Personal information
- Full name: Valeriy Zedovych Avdysh
- Date of birth: 11 November 1950 (age 74)
- Place of birth: Zhytomyr, Soviet Union
- Position(s): Defender

Senior career*
- Years: Team / Apps / (Gls)
- 1970: FC Avtomobilist Zhytomyr
- 1970: FC Horyn Rivne
- 1971: FC Vulkan Petropavlovsk-Kamchatsky /  / (1)
- 1975: FC Avtomobilist Zhytomyr
- 1976–1977: FC Spartak Ivano-Frankivsk / 75 / (1)
- 1978–1980: SC Tavriya Simferopol / 65 / (0)
- 1981–1982: FC Prykarpattia Ivano-Frankivsk / 78 / (2)

= Valeriy Avdysh =

Ukrainian footballer and referee

Valeriy Avdysh (11 November 1950) is an Assyrian Ukrainian football referee and former footballer who played for SC Tavriya Simferopol.
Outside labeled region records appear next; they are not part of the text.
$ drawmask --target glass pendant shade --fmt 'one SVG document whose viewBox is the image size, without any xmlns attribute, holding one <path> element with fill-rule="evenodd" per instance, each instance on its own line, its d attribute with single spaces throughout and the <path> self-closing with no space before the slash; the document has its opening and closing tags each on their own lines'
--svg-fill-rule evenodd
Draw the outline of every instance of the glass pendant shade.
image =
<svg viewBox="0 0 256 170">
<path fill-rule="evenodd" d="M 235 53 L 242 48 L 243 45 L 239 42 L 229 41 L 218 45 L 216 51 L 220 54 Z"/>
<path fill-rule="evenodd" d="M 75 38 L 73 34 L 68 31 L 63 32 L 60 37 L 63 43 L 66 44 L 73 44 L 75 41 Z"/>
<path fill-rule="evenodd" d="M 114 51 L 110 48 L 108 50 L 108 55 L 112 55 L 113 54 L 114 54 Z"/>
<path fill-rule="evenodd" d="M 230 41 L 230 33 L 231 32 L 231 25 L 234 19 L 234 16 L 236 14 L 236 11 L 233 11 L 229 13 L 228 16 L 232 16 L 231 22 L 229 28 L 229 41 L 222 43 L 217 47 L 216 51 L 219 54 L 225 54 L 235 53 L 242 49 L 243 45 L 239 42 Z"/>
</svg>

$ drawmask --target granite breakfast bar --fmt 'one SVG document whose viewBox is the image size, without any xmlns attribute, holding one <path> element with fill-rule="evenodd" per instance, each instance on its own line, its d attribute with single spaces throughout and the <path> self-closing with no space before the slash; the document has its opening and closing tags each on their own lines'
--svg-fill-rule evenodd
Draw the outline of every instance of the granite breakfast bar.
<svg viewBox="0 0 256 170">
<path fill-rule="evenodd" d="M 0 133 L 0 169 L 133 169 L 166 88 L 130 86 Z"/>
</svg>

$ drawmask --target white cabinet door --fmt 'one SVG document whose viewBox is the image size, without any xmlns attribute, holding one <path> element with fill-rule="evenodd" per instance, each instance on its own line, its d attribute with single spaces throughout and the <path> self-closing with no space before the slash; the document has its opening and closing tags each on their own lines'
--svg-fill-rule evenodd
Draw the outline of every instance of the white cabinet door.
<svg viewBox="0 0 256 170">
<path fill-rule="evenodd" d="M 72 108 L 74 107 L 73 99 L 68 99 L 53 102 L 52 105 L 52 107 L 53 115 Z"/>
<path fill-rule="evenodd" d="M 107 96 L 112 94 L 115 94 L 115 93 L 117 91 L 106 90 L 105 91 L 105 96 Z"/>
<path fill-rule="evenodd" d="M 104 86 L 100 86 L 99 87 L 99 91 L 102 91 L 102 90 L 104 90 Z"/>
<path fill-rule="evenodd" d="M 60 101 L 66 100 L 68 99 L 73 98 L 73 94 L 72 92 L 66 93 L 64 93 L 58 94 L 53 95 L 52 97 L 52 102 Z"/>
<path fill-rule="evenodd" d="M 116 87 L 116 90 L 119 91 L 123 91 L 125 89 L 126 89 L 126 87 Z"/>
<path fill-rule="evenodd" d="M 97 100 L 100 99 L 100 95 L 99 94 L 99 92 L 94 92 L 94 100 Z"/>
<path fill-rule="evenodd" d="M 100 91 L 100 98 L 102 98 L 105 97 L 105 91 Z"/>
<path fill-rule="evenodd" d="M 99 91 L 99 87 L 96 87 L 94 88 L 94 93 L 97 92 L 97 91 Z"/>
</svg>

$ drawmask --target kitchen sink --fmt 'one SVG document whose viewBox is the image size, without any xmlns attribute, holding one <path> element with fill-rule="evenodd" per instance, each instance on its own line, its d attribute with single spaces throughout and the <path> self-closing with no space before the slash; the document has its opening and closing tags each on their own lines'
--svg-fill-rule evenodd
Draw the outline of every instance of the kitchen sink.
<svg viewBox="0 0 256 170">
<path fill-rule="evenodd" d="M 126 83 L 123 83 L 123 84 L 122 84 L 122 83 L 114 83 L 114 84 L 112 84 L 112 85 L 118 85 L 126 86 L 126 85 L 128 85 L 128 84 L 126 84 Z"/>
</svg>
After retiring as a player, Avdysh became a football referee.

Avdysh was a linesman at the exhibition game between Russia and Poland that took place on 2 June 1996 in Moscow, Russia.

Valeriy Avdysh is a younger brother of the late Ukrainian football manager Zaya Avdysh.